The U.S. thrift industry posted a loss of $47 million during the first quarter, a sharp improvement from the fourth quarter when savings and loans lost a collective $5.36 billion.
Lower loan loss provisions softened the blow for the under-stress industry as mortgage originations surged to $95.9 billion from $63.2 billion a quarter earlier (still down from $133.8 billion a year ago).
Thrifts accounted for about 20 percent of all 1-4 unit family home loan originations, down from 26 percent in the fourth quarter, but up from 19 percent a year ago.
Refinancing accounted for 55 percent of thrift originations, up from 42 percent a quarter earlier and 50 percent a year ago.

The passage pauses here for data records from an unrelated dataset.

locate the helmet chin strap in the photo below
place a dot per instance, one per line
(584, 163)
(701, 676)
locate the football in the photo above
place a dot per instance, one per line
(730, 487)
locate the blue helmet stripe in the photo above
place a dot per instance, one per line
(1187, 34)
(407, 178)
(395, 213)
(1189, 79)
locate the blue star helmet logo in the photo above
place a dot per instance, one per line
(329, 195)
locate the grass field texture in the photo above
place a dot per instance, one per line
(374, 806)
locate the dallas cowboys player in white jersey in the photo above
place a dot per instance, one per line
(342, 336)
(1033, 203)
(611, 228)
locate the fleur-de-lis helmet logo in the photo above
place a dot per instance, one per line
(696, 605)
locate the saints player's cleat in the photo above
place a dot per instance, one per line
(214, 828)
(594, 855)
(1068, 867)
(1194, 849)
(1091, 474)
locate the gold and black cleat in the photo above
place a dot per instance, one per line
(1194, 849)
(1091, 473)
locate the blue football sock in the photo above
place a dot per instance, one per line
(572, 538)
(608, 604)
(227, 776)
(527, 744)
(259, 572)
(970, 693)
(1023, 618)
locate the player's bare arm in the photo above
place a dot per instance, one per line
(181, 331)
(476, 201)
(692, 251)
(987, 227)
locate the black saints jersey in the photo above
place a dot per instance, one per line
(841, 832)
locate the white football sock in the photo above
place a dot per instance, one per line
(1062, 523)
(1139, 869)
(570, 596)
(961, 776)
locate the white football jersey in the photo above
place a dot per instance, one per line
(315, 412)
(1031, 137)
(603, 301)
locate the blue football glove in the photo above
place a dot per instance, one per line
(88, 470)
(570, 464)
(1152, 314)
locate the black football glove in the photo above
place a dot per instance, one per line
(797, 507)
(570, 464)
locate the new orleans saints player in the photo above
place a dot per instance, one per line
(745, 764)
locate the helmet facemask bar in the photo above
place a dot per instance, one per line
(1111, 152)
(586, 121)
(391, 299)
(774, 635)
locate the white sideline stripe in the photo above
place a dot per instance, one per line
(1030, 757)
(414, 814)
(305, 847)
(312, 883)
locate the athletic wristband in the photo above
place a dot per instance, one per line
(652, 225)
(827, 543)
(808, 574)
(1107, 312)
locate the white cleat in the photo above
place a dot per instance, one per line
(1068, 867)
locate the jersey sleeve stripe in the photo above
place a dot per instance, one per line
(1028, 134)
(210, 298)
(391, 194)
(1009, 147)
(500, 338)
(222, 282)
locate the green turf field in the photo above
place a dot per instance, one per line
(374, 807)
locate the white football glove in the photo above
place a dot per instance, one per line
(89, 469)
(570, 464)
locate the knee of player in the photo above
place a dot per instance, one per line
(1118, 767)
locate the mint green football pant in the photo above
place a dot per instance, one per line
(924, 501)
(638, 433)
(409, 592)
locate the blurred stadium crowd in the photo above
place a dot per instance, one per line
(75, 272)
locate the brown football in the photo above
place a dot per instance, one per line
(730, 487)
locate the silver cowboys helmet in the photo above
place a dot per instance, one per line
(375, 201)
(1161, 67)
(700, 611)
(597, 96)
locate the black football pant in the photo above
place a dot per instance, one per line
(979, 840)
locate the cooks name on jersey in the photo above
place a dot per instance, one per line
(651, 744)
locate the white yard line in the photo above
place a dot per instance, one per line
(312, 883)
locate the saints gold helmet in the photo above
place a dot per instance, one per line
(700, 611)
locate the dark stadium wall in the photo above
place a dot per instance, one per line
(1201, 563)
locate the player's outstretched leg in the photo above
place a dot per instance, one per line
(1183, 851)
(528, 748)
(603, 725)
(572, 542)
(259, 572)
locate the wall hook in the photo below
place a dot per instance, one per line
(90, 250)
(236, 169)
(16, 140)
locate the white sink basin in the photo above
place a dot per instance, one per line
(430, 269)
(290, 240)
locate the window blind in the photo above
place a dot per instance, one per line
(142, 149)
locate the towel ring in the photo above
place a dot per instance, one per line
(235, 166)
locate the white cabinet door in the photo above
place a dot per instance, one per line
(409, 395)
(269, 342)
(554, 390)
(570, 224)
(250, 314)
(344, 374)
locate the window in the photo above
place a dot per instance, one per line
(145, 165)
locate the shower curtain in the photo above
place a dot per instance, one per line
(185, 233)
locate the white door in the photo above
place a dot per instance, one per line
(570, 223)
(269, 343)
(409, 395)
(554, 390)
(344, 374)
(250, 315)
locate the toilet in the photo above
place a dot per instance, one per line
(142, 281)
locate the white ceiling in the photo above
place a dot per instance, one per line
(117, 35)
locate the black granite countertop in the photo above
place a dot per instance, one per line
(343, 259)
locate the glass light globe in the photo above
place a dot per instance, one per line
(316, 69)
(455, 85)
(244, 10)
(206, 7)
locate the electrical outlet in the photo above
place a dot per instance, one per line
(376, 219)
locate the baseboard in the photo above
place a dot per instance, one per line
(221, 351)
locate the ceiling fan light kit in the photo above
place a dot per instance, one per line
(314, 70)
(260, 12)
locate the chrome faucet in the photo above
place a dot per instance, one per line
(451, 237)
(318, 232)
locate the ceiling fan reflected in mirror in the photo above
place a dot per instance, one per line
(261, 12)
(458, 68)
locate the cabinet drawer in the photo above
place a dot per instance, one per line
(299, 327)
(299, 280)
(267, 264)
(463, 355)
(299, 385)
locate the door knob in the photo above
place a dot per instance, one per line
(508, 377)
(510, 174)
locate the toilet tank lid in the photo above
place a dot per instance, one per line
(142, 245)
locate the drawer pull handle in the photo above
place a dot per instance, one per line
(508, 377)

Meanwhile, delinquencies increased across the board, with troubled assets accounting for 3.35 percent of total assets, up from 2.54 percent in the fourth quarter and 2.06 percent a year earlier.
“Mortgages on 1-4 family properties comprise approximately 81 percent of the industry’s current troubled assets, with an additional 13 percent consisting of commercial real estate loans (nonresidential mortgages, multifamily complexes, and construction loans), and six percent in nonmortgage loans” the report said.
“In contrast, commercial real estate loans comprised the majority, or 68 percent, of thrift troubled assets at the end of 1990, with 1-4 family mortgages (23 percent) and nonmortgage loans (9 percent) comprising the remainder.”
So-called “problem thrifts” continue to rise, with 31 institutions holding that distinction as of the end of the first quarter, up from 26 in the linked quarter.